Prayer is choosing to trust God even when I would rather not; it is offering up to God (in fear and trembling) the things that matter most to me.  I learned to pray differently when my wife Genie had cancer (cancer that was a lot more serious than either of us wanted to acknowledge out loud).  I realized that at the time I had a fairly simplistic understanding of prayer.  Sometimes I acted like I could obligate God – as if just the right prayer would force God to do what I wanted.  And sometimes I acted like it was just self-talk – as if all it did was make me feel better.  I knew neither was true, but I regularly acted as if they were. The revelation came when I acknowledged that I was deeply invested in something I could not influence or control. I wanted to make her get well. And the fact that I could not ensure that happening was disturbing to me. And, at first, that led to fatalism. I’d just say to myself that God would do what God would do. It was a way of emotionally protecting myself.   But, eventually, I came to find a way to express faith rather than fatalism. I created a little ritual where each day I would start the morning by handing Genie over to God.
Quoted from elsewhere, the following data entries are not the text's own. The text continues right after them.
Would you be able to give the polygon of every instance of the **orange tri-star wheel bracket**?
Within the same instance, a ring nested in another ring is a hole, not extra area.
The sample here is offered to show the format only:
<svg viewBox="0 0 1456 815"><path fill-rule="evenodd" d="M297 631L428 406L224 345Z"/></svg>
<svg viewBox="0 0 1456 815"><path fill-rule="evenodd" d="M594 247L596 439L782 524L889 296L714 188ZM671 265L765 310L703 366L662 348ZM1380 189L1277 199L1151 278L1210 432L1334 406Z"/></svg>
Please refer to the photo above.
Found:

I did it each day as I began my commute.  I would say (often aloud), “God if I could take control of this myself, I would.  But I can’t.  So, with fear and trembling, I hand her over to You.”  That was a decade ago (she is fine now, by the way).  But it changed the way I pray.  I now see prayer as handing over my loved ones and my fears to God in an honest statement of belief and unbelief.  I say (often aloud), “God, if I could make it happen myself, I would.  But, since I cannot, I hand this person (or situation) over to you.  I believe; help my unbelief.”

Community (Koinonia) is mutual obligation.  One driving characteristic of the church of the New Testament was koinonia (usually translated as fellowship or community, but sometimes as partnership).  We in the contemporary church have reduced “fellowship” to a potluck dinner or a quick conversation over coffee after church.  But the koinonia of the New Testament involves mutual accountability and mutual obligation.  Think of it this way.  If I was driving home one day and I saw a Chevy in a ditch and the owner on her cell phone, she would likely not expect me to stop (even though I’ve read about the Good Samaritan).  But what if the owner of the Chevy was my sister.  How would she react if I drove right by?  I am obligated to stop. The bonds of blood that connect us say that I have a responsibility.  But, in the contemporary church, we do not feel mutual responsibility.  We believe the Big Lie that says, “Live and let live.”  But the message of the New Testament is that we are one in Christ, bound together as sisters and brothers in the gospel.  Koinonia is mutual obligation and mutual accountability.

Testimony is narrating your own life according to the contours of the gospel.  It involves using the vocabulary and mental models of the faith to describe your own life.  There is a misconception that says that testimonies are only about good things – that a story has to have a happy ending in order to qualify as a testimony.  But there are lots of ways to talk about God’s presence in my life without necessarily having to sugarcoat it.  I might tell about how I experienced pain and how I cried out to God in anger (see, next chapter’s discussion of lament).  I might tell of how I trusted God even though I could see no redeeming quality to my suffering.  I might describe how I felt betrayed by a fellow Christian or was abandoned in a moment of need – and I might acknowledge that, in this fallen world, we Christians may hurt each other.  Or, I might tell stories that have happy endings – such as when I felt the Spirit of God with me when I was feeling lonely.  So long as I am using Christian categories to narrate my life, I am practicing testimony.